Alla base di questo trattamento c'è però la complicità dei governanti italiani. Per i piemontesi, unificatori del Paese, i meridionali sono degli esseri umani inferiori, dice Deaglio, gente la cui vita non vale un soldo bucato. La catena delle complicità tocca anche le classi dominanti nel Sud; pure per loro i contadini fanno parte di un'umanità allo stato di sviluppo inferiore. E tutto questo è possibile e sembra razionale perché il razzismo è considerato scienza. Pochi se lo ricordano ma alla fine dell'Ottocento, la classificazione dell'umanità in razze e la gerarchia delle razze erano ritenute dati oggettivi. In quel contesto Deaglio riesce a indicare dei nessi tra le teorie di Cesare Lombroso (per ironia della sorte ebreo e socialista) e l'ideologia e la pratica dei nazisti.

Negli Stati Uniti, specie nel Sud, nel ventennio che va dal 1887 e fino al 1907 vengono linciate quattromila o forse cinquemila persone. Il 90 per cento sono neri. Il linciaggio è una pratica comune, razionale (altro che folle impazzite) e serve all'affermazione della supremazia dei bianchi. Gli italiani, in particolare i meridionali, sono ritenuti vicini dal punto di vista razziale ai neri; ecco perché anche loro vengono linciati, e Deaglio racconta altri casi. Anche il linciaggio di Tallulah non è opera di ubriachi e cialtroni ma un fatto pianificato ed eseguito con una diabolica precisione e a scopi molto razionali.

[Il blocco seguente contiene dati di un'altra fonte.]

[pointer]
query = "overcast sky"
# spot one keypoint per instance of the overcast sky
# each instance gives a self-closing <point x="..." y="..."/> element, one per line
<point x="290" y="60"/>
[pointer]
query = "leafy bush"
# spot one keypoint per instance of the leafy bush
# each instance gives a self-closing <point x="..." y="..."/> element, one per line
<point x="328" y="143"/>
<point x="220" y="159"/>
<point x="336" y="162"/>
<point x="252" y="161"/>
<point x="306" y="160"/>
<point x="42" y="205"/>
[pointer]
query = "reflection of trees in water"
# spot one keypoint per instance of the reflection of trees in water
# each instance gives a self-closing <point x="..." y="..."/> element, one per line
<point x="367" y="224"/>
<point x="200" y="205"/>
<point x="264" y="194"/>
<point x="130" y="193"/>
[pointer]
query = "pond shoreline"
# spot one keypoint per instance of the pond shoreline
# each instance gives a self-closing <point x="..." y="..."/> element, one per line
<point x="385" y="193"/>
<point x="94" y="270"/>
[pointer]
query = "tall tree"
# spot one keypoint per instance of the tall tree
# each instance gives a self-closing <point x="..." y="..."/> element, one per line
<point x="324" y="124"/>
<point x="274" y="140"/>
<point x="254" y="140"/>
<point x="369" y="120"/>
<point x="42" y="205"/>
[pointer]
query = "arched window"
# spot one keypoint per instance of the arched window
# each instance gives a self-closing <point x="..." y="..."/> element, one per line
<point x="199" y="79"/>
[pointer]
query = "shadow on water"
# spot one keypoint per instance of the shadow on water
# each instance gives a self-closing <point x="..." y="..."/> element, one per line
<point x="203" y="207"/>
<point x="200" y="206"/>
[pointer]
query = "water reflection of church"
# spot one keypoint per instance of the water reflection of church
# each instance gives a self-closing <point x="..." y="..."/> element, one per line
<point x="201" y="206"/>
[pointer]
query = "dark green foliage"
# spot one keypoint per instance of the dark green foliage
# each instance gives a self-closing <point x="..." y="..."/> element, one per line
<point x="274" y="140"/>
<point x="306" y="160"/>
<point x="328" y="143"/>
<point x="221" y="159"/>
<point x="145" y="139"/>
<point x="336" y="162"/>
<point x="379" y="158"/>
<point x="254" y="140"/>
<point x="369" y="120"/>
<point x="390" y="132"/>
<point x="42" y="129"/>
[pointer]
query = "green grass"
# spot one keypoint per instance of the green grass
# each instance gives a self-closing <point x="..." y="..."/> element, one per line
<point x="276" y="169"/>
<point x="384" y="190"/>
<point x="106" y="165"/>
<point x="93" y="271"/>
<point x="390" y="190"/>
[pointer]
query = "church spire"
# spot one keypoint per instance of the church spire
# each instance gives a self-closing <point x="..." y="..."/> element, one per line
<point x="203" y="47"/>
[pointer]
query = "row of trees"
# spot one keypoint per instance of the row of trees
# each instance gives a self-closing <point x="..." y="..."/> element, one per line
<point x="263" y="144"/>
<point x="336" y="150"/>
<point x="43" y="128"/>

Zygmunt Bauman nei suoi libri sulla modernità, scritti nel periodo precedente all'interesse per la società liquida, aveva individuato nella razionalità moderna il meccanismo che porta all'esclusione di interi gruppi umani dalla possibilità di vivere, sopravvivere, godere dei diritti. Un'esclusione, motivata sceintificamente, oggettivamente e che in fine dei conti porta alla Shoah. Deaglio illustra questa tesi con un affascinante viaggio in una storia rimossa del Sud degli States.

Impressionante quanto il razzismo possa apparire razionale e quanto il discorso razzista possa apparire del tutto persuasivo. Non è forse vero che i clandestini portano malattie e, in quanto musulmani, costituiscono un potenziale pericolo per la nostra sicurezza? Non è forse evidente che gli italiani devono avere più diritti degli immigrati? E non è vero che il nostro benessere ce lo siamo guadagnati col sudore della nostra fronte e quindi non lo dobbiamo condividere?